I'm trying to get the default gateway, using the destination 0.0.0.0

i used this command: netstat -rn | grep 0.0.0.0

and it returns this list:

Destination Gateway Genmask Flags MSS Window irtt Iface
10.9.9.17 0.0.0.0 255.255.255.255 UH 0 0 0 tun0
133.88.0.0 0.0.0.0 255.255.0.0 U 0 0 0 eth0
0.0.0.0 133.88.31.70 0.0.0.0 UG 0 0 0 eth0

My goal here is to ping the default gateway using destination 0.0.0.0; thus, that is "133.88.31.70"; but this one returns a list because of using 'grep'.

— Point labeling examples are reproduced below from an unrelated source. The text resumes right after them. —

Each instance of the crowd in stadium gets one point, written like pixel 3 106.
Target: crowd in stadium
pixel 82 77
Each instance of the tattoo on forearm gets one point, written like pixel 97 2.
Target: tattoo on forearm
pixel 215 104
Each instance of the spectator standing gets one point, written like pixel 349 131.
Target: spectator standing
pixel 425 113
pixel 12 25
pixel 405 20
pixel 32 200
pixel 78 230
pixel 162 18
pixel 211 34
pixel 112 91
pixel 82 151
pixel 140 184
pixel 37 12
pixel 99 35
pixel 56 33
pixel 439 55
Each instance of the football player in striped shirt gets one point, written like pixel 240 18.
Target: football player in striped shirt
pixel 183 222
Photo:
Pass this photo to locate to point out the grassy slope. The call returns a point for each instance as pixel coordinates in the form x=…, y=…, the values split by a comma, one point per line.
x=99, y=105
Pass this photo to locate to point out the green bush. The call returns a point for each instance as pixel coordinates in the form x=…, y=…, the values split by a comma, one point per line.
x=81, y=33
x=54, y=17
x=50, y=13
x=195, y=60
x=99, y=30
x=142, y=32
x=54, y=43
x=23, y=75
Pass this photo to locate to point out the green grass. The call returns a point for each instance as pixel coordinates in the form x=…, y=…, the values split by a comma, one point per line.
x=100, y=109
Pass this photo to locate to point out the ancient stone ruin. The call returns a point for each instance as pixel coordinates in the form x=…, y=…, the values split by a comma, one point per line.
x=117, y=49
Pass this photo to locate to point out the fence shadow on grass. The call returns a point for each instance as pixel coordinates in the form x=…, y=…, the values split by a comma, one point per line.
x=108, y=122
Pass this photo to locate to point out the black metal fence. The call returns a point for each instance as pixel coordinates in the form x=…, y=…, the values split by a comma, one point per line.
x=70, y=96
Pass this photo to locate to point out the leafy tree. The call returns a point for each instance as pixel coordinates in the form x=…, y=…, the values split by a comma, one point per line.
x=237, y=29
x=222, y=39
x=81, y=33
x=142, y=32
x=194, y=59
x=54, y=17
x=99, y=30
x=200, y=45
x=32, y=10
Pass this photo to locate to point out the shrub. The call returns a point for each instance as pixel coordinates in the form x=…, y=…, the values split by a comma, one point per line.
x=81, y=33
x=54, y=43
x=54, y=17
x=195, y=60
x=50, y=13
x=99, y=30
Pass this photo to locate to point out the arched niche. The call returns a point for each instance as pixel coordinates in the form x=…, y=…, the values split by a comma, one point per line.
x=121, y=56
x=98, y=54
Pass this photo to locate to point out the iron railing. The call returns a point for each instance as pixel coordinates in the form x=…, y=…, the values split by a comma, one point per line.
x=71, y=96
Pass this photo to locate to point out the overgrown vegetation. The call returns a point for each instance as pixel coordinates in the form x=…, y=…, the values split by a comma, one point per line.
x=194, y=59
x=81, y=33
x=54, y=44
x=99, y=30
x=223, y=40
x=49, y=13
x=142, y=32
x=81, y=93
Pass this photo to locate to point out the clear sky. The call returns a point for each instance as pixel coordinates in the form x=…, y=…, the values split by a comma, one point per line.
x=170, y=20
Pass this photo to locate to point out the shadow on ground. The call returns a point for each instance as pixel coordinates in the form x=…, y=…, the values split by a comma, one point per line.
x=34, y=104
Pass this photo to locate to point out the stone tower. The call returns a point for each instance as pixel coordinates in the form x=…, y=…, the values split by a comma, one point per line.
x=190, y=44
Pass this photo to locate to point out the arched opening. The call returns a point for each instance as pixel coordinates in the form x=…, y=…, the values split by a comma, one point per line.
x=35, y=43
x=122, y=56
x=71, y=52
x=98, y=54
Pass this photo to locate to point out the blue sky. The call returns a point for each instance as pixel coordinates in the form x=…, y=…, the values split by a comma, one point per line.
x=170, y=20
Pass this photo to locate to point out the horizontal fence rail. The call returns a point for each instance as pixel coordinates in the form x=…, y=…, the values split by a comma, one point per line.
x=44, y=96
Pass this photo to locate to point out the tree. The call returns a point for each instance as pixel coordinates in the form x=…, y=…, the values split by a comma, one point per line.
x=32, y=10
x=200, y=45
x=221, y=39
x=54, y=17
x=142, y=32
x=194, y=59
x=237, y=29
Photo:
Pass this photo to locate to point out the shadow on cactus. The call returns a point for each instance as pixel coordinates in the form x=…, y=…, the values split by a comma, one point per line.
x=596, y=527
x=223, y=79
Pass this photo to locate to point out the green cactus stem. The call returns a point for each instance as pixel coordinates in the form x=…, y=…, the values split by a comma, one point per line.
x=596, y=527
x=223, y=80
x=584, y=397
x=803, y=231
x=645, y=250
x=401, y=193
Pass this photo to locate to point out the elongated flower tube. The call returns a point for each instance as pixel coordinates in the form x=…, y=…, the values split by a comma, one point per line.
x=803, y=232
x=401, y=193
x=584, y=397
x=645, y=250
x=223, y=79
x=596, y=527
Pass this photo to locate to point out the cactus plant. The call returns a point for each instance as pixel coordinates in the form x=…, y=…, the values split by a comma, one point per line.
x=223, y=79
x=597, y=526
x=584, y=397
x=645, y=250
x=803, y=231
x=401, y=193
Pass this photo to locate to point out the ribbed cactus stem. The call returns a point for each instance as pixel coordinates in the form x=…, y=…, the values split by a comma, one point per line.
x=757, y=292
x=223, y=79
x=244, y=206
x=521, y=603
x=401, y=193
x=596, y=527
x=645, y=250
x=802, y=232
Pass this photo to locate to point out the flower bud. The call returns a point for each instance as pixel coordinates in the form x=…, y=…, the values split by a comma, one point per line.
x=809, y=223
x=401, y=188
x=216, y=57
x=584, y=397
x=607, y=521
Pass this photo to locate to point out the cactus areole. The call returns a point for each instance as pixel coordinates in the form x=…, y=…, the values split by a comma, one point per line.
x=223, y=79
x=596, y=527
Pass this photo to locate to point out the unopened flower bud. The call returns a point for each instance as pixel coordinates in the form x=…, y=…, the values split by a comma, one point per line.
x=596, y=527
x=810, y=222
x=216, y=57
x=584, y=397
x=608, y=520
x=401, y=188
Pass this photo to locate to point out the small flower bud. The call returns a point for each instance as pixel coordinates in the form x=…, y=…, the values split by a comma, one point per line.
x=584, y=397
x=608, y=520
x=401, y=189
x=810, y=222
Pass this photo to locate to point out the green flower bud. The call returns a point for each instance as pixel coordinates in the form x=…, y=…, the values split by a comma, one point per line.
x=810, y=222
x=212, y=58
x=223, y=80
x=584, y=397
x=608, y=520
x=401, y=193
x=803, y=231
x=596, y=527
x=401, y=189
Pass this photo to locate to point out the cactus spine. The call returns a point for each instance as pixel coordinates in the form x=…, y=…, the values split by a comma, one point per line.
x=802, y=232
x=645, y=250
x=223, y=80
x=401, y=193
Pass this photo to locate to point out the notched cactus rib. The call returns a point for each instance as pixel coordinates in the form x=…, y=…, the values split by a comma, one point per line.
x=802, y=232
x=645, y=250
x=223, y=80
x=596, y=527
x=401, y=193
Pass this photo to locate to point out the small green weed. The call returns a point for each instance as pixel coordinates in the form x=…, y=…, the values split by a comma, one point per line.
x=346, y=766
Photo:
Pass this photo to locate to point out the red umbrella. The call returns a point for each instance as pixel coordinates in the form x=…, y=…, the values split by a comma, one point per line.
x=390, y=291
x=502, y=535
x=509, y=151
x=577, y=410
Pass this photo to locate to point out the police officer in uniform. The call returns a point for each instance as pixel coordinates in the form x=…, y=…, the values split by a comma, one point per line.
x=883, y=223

Question is: How do i get the default gateway only? I will need it for my bash script to identify if net connection is up or not.

Any answers will be much appreciated. =)

+1  A: 

This simple perl script will do it for you.

#!/usr/bin/perl

$ns = `netstat -nr`;

$ns =~ m/0.0.0.0\s+([0-9]+.[0-9]+.[0-9]+.[0-9]+)/g;

print $1

Basically, we run netstat, save it to $ns. Then find the line that starts off with 0.0.0.0. Then the parentheses in the regex saves everything inside it into $1. After that, simply print it out.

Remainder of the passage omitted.